In addition to the weight-based measures of the text, features representing structural elements of the text were also included in all models. A description of the structural features are described in more detail below.
  • Note length—Length of note this sentence came from in characters. We hypothesized that longer notes may be more associated with some emotions than others.
  • Sentence length—Like note length, but at the sentence level.
  • Line position—Normalized value between 1 and 100 representing the relative position of a sentence within a note. We thought there may be some common pattern in the order one might use when writing a note.
The weight and structural features described above were calculated for all sentences using distinct terms (after removing stop words). Three different machine learning algorithms were used: Decision Trees (DT), Logistic Regression (LR), and Support Vector Machines (SVM). Table 4 summarizes the parameters used with each algorithm. Greater detail of the process and parameters used are given in the list below.
  • Decision Trees—C4.5-based decision trees22 were used. However, unlike the process used in STM, the numeric value of each feature was used instead of the simple presence or absence of a feature. In addition, two additional criteria were examined for splitting nodes: accuracy and information gain. As shown in Table 4, five different feature sets were included as inputs to the decision tree.
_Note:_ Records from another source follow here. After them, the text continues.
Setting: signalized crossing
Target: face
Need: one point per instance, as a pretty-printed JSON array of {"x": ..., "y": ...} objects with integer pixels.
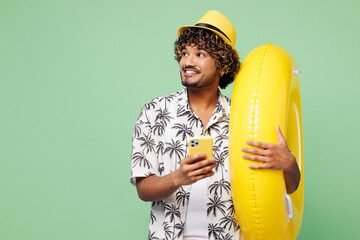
[{"x": 198, "y": 68}]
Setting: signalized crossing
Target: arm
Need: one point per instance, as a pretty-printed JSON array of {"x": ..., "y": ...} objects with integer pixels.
[
  {"x": 277, "y": 157},
  {"x": 192, "y": 169}
]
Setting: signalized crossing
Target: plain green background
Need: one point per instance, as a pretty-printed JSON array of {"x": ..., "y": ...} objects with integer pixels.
[{"x": 74, "y": 75}]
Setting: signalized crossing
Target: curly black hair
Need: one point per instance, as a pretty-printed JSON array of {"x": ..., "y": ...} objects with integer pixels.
[{"x": 226, "y": 58}]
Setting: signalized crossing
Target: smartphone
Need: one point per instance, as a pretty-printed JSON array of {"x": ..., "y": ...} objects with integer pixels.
[{"x": 201, "y": 144}]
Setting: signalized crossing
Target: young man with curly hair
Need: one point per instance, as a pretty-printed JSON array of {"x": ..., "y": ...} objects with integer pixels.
[{"x": 191, "y": 195}]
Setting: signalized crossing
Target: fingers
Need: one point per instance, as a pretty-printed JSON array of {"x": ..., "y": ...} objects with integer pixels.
[
  {"x": 259, "y": 144},
  {"x": 254, "y": 151},
  {"x": 194, "y": 158},
  {"x": 254, "y": 158}
]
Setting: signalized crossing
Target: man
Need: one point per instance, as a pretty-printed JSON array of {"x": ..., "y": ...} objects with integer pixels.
[{"x": 191, "y": 195}]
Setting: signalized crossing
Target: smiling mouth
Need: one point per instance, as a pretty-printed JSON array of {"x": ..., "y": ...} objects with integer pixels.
[{"x": 190, "y": 71}]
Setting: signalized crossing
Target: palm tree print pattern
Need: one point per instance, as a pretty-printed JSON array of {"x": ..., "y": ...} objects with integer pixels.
[{"x": 160, "y": 142}]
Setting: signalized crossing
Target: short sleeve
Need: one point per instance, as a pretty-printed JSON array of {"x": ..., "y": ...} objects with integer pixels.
[{"x": 144, "y": 160}]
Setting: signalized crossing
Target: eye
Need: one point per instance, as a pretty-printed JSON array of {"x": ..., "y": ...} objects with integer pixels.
[{"x": 183, "y": 53}]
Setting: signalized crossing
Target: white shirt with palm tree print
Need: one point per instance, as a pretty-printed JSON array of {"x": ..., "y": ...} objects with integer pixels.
[{"x": 160, "y": 142}]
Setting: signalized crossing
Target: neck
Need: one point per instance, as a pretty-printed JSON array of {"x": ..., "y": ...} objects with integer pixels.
[{"x": 202, "y": 99}]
  • Logistic Regression—The same feature sets used in DT were also used. Models were created with logistic model trees, a method that builds trees with logistic regression models in their leaves.29
  • Support Vector Machines—The same feature sets used in DT and LR were also used. The performance using four different kernels was investigated: linear, poly, sigmoid, and RBF.30
Finally, similar to the STM process, the performance for each combination of parameters were compared using 10-fold stratified cross-validation,26 and the best performing models for each label and algorithm were selected.
Ensemble models
Ensemble models were used to capitalize on the strengths of different modeling techniques and methods (algorithms). Each method within an ensemble was given an equal vote. A sentence meeting or exceeding a set number of votes was predicted as “positive” for the specified label. A two-stage process determined the makeup of the ensembles.
The first stage focused on methods within a technique. All method combinations from the same technique were evaluated, allowing one, two, or three votes to decide on a positive classification. (Requiring only a single vote would increase recall at the expense of precision, whereas two or three votes would do the opposite.) For instance, STM had three methods for a total of seven combinations: {DT}, {kNN}, {SVM}, {DT, kNN}, …, {DT, kNN, SVM}. All seven combinations were evaluated using one vote, four combinations with two votes, and one combination with three votes; resulting in 12 evaluations. In addition, individual model performance within a method was also investigated. Poor model performance can hurt the micro-averaged F1 score if there are far more false positives than true positives. Thus, three cutpoints based on the F1 score of individual models were investigated: ≥0.00 (all), ≥0.10, and ≥0.20. Models not meeting a cutpoint were not included for that method. For instance, if a model predicting PRIDE for kNN got an F1 score of 0.0454, it may be removed. Overall, a total of 36 evaluations were done for each technique (STM and weights).
The second stage combined methods from different techniques. The best two ensembles from each technique from the previous stage were selected. All combinations were done again (excluding combinations of only methods from the same technique), allowing one, two, or three votes using the same three cutpoints. For instance, assume R = rules; T1 and T2 = text mining ensemble 1 and 2; and W1 and W2 = weight ensembles 1 and 2. Example combinations include {R}, {R, T1}, …, {R, T2, W2}. A total of 72 evaluations were done (24 per cutpoint).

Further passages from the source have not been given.